I am moving to North Carolina, currently living in South Carolina. Steven has lived in NC since April.
I had to leave the most wonderful church. Bethesda Church of God is a wonderful place. The first time I walked in the door I felt the Holy Spirit through the love of the people around me. I never knew one could be so loved by strangers. I attended services mostly by myself as Steven was in Korea. The people, mostly ladies older than I,(for which I am thankful at my last church it was the men who cared most for me..) bombarded me with affection, encouragement, and sound advice.
I cried leaving that church.
Many of the people there are praying with us that we will find a good church here. I am confident that we will find it quickly.
Currently, our things are still in SC. We have a place to stay here, but not a place to LIVE. We stay in a tiny room, in a trailer, in a park with sketchy neighbors. The old couple we stay with are very nice, but of course, it is not our place and they smoke indoors. This town has a shortage of rental property so are thankful for our room but we asked God for a cheap place to buy which is more wonderful than we could imagine. We have gone to a couple of realitors, and have not yet found the "one" although, we do have our eye on one place which we hope to look at today.
Yesterday evening we visited a church, it was fellowship night and they loaded us with donuts and pizza. Sounds like a great place aready doesn't it? :) After my donut and pizza I felt the need to move about before falling to sleep and wanted to go for a walk. -My clothing has been a bit snug since My mother in law came up for my graduation. Of course, I had to cook and eat too much delicious food while she was here. On top of the delicious food, the ladies from my prayer group sent me away with a decadant, buttery pound cake!!
Now about the walk I didn't get to take: According to Steven our neighborhood boasts the following dangers: trailers (of course), non-english speaking people who scowl; 15 large teenage boys with bad language who 'hang-out' on the corner; a fenced house with a rebel flag prominently displayed in the front yard, 5 gigantic rottweilers in the yard and 5 stone rottweilers outside the gate as well as 2 larger gargoyls and an assortment of smaller dog statues. Other dangers include small, pacificer age children playing in the yards/street with no adult supervision and loud music.

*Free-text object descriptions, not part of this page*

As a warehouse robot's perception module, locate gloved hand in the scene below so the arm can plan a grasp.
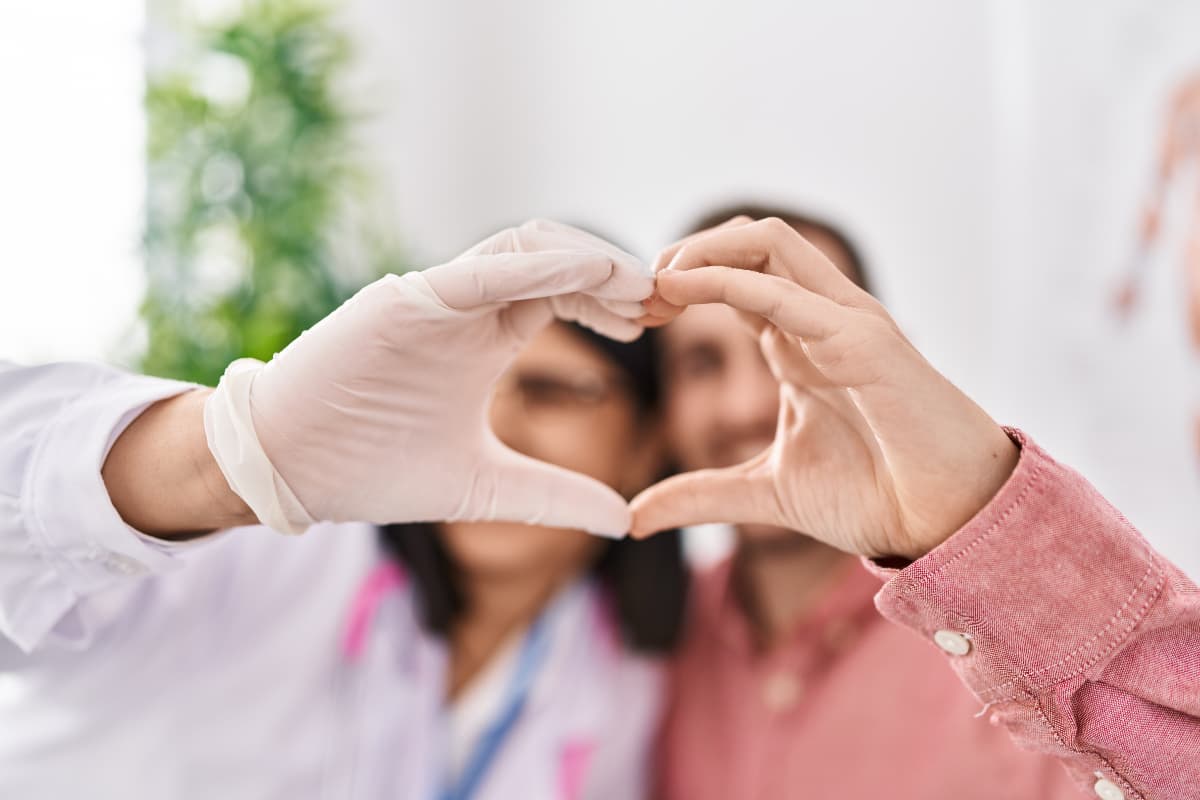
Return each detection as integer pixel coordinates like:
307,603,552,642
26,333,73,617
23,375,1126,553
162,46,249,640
204,221,653,536
631,218,1018,559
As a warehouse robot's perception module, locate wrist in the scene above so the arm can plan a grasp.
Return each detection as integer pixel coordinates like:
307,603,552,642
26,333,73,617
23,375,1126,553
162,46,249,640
894,420,1021,561
102,389,257,540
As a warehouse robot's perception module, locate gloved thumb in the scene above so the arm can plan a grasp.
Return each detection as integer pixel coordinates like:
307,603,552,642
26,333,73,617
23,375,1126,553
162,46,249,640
464,440,630,539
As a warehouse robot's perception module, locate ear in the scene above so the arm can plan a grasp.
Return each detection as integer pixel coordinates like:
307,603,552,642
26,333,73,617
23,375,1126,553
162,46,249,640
617,419,666,500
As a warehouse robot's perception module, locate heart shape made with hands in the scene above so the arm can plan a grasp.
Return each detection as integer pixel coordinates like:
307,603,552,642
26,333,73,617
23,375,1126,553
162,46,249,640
631,218,1019,559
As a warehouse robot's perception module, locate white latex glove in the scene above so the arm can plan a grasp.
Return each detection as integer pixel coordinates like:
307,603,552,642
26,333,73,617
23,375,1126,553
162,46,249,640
204,221,653,536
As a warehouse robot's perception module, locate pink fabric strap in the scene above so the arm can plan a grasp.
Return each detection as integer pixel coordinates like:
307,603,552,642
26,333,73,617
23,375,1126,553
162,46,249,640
342,561,404,661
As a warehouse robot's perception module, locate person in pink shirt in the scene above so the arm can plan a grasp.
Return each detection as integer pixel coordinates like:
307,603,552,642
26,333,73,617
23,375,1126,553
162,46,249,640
634,209,1200,800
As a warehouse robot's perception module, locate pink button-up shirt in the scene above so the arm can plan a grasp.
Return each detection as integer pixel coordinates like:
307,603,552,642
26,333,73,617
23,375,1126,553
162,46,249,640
660,432,1200,800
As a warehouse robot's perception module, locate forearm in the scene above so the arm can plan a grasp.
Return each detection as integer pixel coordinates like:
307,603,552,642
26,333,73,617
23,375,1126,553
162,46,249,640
102,389,257,541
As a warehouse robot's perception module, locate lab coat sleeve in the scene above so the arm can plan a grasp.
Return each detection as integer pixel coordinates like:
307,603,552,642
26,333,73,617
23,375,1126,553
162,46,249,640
869,431,1200,800
0,362,202,652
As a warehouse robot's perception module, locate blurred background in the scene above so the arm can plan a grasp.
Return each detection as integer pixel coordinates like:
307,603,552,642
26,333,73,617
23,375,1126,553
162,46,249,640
0,0,1200,576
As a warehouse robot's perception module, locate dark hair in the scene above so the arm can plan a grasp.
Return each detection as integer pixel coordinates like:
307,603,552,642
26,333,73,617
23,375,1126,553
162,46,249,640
380,325,688,652
688,203,875,294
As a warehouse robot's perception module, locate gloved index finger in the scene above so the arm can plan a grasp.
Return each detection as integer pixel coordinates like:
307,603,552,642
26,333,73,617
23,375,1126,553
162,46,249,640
421,251,654,311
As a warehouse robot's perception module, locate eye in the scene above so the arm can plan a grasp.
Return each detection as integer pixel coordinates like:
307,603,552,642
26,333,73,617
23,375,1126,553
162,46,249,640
517,375,574,408
672,347,725,379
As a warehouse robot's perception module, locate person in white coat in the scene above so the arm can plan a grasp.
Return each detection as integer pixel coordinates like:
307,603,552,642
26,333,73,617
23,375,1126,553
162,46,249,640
0,223,685,800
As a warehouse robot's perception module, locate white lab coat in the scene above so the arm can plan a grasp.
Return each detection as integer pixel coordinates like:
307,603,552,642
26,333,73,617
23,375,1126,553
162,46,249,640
0,365,662,800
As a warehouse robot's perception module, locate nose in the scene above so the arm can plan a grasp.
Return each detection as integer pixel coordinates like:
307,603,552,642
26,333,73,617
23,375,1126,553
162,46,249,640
719,353,779,429
488,392,530,455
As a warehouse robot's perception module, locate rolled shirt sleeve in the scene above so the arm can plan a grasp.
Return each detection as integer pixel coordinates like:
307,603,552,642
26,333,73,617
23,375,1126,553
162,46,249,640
868,431,1200,800
0,363,201,652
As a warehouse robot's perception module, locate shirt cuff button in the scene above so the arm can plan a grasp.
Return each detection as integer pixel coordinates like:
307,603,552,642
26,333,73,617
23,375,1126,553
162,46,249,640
934,631,971,656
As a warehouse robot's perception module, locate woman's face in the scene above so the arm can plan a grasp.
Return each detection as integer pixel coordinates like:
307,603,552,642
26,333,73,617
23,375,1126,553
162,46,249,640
442,324,661,577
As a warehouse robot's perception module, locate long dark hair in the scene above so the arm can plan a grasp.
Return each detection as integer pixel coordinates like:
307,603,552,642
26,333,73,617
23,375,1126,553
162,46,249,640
380,325,688,652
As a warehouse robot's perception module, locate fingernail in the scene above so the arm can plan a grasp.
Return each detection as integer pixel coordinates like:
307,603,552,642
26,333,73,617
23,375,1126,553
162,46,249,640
588,530,626,540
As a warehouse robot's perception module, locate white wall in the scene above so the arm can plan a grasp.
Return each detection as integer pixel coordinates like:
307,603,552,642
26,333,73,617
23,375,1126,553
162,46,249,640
0,0,145,361
994,0,1200,575
348,0,994,402
347,0,1200,573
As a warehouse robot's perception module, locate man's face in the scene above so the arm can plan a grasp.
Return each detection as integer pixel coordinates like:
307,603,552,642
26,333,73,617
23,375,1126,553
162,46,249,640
662,221,857,543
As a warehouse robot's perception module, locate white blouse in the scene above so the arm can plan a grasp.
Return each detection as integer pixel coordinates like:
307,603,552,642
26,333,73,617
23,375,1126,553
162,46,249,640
0,363,662,800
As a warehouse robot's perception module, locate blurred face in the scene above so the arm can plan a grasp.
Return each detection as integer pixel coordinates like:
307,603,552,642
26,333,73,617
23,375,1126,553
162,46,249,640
662,221,858,545
442,325,660,577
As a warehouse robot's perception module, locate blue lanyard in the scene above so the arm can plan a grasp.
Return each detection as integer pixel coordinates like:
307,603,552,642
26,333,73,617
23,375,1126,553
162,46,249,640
438,616,550,800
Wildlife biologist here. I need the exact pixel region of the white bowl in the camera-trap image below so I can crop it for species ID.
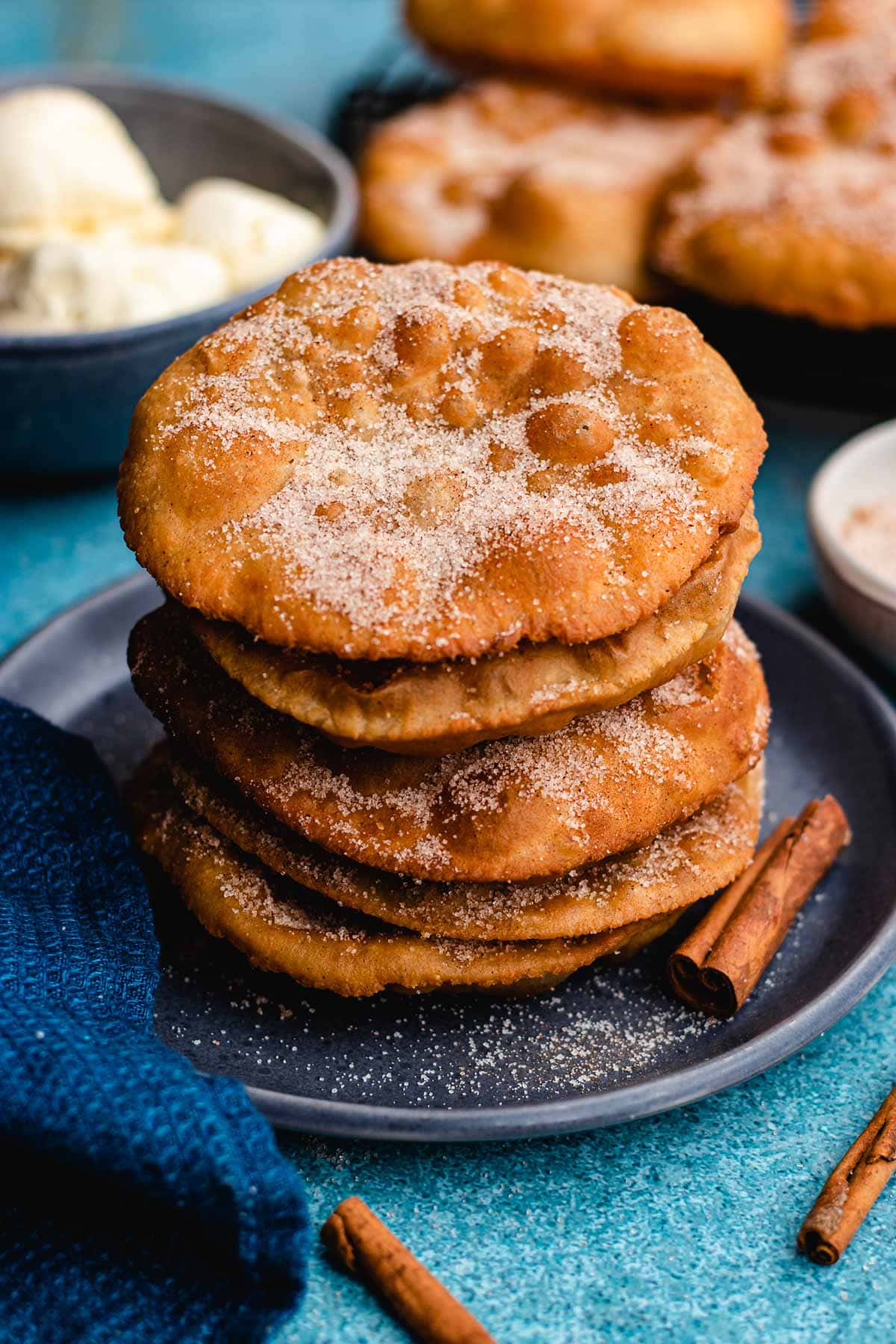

I told Steven that I felt like a caged bird in our tiny room and he informed me that in order for me to leave the inner walls of our current residence, I must have armed guards, secure perimeters, security patrols, dog teams, and constant arial security. In other words, if I desire exercise I must quickly and directly to my car, lock the doors, and drive to the military base.
Now for some positive tid-bits.
You may notice that I am wearing a dress in my pinning ceremony pictures. It was a little gift from God. It has always been my dream to wear the traditional white dress. I searched high and low and could not find one. The day before the ceremony I was offered one by a classmate!!
One of the ladies from my prayer group attended the ceremony and reported that I had a special presence that set me apart from all of the students on stage. I suggested that this was because I was cheesing so hard :) but she insisted that was not the case. If perhaps I had a special presence it could have been due to the fact that I was praising God the entire time I was up there. Far better students than I were booted from the nursing program. God got me through.
My toughest instructor told me that she and "all the instructors are in a agreement that I will be a wonderful nurse."
I suppose I will study now so that I can be a 'real' nurse.